O que teria acontecido com Yecheng no passado? Por que ele carregava tantos segredos, tanta dor em seu íntimo? Anya ainda se lembrava da noite do banquete: o corpo tenso de Yecheng, o olhar profundo e insondável, como um poço antigo. Mesmo quando, por vezes, uma sombra cruel passava por suas feições, Anya sentia que ele suportava mais do que qualquer pessoa poderia imaginar.
Dava vontade de protegê-lo.
O terceiro filho da família Ye, renomado por sua postura firme e métodos austeros, como poderia exibir um olhar tão desesperado, capaz de entristecer quem o visse?
Esses pensamentos acabaram por sobrepor-se ao temor de Yecheng ter percebido o quão assustador Ning Ning podia ser.
Eu devo estar enlouquecendo!
Se não estivesse, por que só pensaria nele?
Anya, de vez em quando, levantava os olhos para Yecheng. O terceiro filho da família Ye mantinha o olhar frio fixo na estrada, seus olhos profundos sem revelar qualquer emoção.
— Espere, como você sabe onde eu moro? — Anya só percebeu que estavam próximos de seu bairro quando o carro já se aproximava, e imediatamente entrou em alerta máximo.
Yecheng lançou-lhe um olhar gelado, como se olhasse para uma tola.
— Está escrito no currículo.
— É... pode parar aqui mesmo, ali é difícil... de dar marcha à ré — inventou Anya um pretexto improvisado, tentando manter a calma ao pedir para descer.

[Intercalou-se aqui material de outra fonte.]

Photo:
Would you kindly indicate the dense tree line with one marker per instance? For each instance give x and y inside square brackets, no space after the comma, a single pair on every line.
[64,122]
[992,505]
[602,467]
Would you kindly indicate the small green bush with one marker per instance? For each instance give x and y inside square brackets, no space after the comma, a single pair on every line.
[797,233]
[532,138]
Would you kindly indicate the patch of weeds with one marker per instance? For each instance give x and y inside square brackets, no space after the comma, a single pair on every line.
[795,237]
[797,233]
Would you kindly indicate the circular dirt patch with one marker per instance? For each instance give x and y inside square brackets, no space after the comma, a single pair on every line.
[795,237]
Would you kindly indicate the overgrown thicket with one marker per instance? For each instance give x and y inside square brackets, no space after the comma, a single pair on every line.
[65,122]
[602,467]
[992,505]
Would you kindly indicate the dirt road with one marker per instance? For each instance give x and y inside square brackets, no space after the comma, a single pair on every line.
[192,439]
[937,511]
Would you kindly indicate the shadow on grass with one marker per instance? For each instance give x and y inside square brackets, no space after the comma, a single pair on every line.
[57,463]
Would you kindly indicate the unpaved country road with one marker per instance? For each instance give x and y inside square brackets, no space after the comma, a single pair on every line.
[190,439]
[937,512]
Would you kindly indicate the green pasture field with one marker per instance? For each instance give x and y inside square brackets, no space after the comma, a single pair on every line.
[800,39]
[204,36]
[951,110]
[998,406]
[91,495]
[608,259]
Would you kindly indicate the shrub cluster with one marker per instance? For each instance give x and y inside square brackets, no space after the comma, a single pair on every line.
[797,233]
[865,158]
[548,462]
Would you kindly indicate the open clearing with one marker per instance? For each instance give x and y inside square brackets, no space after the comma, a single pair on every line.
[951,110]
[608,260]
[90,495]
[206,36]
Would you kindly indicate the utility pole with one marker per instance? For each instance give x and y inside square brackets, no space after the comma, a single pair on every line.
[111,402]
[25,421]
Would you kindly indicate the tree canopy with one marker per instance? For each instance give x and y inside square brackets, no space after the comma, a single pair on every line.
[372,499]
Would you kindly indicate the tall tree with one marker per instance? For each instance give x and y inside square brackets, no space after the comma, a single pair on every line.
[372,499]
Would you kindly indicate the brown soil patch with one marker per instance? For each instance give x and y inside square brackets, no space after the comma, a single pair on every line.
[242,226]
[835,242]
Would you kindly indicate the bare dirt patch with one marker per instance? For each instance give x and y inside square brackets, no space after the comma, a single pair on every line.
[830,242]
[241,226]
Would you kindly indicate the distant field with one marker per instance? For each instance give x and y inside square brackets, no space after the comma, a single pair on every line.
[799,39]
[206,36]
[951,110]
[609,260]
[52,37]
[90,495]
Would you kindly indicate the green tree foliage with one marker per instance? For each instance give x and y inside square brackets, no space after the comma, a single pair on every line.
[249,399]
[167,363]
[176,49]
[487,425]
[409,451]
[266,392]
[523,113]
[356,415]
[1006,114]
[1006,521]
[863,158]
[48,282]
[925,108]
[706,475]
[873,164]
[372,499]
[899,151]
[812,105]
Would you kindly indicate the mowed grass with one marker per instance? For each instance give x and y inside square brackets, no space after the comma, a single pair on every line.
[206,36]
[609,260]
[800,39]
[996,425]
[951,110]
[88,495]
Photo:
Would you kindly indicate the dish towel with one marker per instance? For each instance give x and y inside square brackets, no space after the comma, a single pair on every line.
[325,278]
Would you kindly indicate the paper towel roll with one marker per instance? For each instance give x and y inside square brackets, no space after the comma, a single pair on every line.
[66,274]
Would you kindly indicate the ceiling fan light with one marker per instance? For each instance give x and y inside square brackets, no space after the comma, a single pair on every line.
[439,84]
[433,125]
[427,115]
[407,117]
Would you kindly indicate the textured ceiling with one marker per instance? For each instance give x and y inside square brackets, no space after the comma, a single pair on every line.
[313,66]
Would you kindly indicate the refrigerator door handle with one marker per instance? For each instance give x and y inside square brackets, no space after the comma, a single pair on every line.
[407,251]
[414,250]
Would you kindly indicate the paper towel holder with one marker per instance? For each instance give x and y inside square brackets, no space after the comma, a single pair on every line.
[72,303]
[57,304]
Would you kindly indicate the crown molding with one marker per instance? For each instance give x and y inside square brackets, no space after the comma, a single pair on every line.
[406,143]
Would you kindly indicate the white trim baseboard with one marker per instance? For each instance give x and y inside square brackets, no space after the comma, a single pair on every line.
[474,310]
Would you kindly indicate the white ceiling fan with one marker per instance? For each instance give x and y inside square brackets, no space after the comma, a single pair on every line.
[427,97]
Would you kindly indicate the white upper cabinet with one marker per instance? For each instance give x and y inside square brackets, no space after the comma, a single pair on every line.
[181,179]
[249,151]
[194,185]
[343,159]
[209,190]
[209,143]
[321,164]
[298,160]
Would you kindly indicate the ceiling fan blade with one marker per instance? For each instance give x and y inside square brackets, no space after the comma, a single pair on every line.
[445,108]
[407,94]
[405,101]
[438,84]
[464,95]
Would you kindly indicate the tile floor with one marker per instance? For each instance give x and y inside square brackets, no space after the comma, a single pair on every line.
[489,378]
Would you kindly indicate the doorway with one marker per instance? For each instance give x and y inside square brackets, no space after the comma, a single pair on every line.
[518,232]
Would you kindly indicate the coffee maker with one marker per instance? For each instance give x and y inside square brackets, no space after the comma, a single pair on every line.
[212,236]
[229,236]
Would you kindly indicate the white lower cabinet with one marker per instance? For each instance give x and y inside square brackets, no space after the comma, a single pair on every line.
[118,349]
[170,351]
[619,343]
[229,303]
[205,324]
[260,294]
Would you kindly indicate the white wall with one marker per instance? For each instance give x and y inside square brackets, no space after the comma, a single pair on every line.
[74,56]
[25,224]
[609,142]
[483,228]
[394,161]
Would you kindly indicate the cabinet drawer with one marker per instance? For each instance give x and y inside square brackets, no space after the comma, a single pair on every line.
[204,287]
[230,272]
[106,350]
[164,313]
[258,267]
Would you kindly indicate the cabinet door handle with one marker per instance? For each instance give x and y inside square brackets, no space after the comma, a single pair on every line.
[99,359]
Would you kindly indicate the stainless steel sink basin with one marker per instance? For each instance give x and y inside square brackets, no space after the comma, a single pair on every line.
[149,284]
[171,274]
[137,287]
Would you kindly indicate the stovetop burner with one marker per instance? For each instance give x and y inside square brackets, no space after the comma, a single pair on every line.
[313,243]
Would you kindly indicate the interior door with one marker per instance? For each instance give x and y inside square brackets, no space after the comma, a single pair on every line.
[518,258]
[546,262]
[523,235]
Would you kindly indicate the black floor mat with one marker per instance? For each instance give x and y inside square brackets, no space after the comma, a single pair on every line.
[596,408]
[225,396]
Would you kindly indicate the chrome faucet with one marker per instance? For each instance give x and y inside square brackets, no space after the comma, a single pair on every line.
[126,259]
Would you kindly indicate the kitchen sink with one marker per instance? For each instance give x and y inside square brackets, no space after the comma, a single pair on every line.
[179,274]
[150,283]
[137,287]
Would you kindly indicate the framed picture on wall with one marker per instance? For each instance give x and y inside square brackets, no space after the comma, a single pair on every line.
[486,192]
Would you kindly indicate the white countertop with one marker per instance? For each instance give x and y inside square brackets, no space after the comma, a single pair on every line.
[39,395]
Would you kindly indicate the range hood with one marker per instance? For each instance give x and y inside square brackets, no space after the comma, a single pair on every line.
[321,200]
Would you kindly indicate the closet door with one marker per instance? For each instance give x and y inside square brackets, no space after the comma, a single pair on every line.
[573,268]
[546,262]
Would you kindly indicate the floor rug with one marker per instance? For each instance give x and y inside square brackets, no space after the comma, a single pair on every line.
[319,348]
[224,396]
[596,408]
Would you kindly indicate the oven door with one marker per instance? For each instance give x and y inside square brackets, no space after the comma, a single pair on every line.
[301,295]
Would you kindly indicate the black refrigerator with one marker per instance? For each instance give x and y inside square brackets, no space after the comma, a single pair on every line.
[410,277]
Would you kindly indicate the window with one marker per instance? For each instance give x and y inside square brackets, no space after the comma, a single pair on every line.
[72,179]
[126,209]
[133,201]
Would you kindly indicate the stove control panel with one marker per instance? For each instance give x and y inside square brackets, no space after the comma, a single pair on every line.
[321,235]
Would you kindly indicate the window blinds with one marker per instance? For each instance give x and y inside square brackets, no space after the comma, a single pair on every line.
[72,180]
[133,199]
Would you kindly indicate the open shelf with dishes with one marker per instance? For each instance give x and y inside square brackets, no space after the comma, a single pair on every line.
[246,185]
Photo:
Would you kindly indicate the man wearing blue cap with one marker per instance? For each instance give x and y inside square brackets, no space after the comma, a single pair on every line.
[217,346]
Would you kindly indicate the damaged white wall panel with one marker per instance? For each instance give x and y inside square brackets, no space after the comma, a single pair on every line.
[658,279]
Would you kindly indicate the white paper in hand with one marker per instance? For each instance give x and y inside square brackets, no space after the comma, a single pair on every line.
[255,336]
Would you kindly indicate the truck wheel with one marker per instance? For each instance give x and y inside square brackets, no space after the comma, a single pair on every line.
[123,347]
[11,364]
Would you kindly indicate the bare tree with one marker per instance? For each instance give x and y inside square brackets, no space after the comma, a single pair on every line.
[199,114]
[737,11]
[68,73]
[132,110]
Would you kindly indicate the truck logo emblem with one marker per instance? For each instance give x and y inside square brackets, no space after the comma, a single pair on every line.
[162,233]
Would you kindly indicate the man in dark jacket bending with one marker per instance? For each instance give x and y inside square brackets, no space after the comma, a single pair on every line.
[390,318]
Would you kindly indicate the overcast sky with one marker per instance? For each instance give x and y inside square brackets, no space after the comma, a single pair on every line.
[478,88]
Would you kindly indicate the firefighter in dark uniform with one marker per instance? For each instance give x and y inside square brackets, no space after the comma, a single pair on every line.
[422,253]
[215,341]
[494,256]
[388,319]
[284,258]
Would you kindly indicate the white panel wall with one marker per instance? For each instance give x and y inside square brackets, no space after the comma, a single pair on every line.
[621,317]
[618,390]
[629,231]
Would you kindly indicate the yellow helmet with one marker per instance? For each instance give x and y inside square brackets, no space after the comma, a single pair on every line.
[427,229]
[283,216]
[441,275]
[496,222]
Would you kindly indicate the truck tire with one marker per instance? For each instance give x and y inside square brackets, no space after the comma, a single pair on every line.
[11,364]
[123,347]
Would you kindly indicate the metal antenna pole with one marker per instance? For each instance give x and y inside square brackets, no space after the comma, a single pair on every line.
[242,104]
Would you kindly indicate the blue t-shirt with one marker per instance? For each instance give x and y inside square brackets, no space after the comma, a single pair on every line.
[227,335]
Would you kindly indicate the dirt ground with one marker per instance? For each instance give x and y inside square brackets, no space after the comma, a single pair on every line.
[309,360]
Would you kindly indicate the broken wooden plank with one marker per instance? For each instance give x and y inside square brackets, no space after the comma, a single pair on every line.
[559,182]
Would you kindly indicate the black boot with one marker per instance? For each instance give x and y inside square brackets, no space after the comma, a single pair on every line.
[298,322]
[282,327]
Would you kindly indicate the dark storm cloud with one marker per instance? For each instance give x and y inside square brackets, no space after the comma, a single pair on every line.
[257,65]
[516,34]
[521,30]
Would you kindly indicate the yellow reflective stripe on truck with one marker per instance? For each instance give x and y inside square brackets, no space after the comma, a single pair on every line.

Yecheng permaneceu impassível diante da tentativa.
— Está mentindo!
Era uma avenida ampla; difícil de dar marcha à ré? Anya claramente estava inventando. De que ela tinha medo?
O carro parou embaixo de seu prédio. Anya, nervosa, apertou o tecido do vestido, tão aflita que nem conseguiu soltar o cinto de segurança antes de tentar abrir a porta, mas ela se fechou novamente.
De repente, Yecheng estendeu o braço, pressionando a mão de Anya com a sua, erguendo as sobrancelhas e impedindo-a de sair do carro.
A palma de Yecheng era quente sobre o dorso da mão de Anya; ela sentiu a pele arder como fogo no ponto de contato.
O homem inclinou-se sobre ela, sua presença masculina dominando o espaço.
No ambiente apertado, o ar estava impregnado de seu perfume.
Fazia o rosto de Anya corar até as orelhas.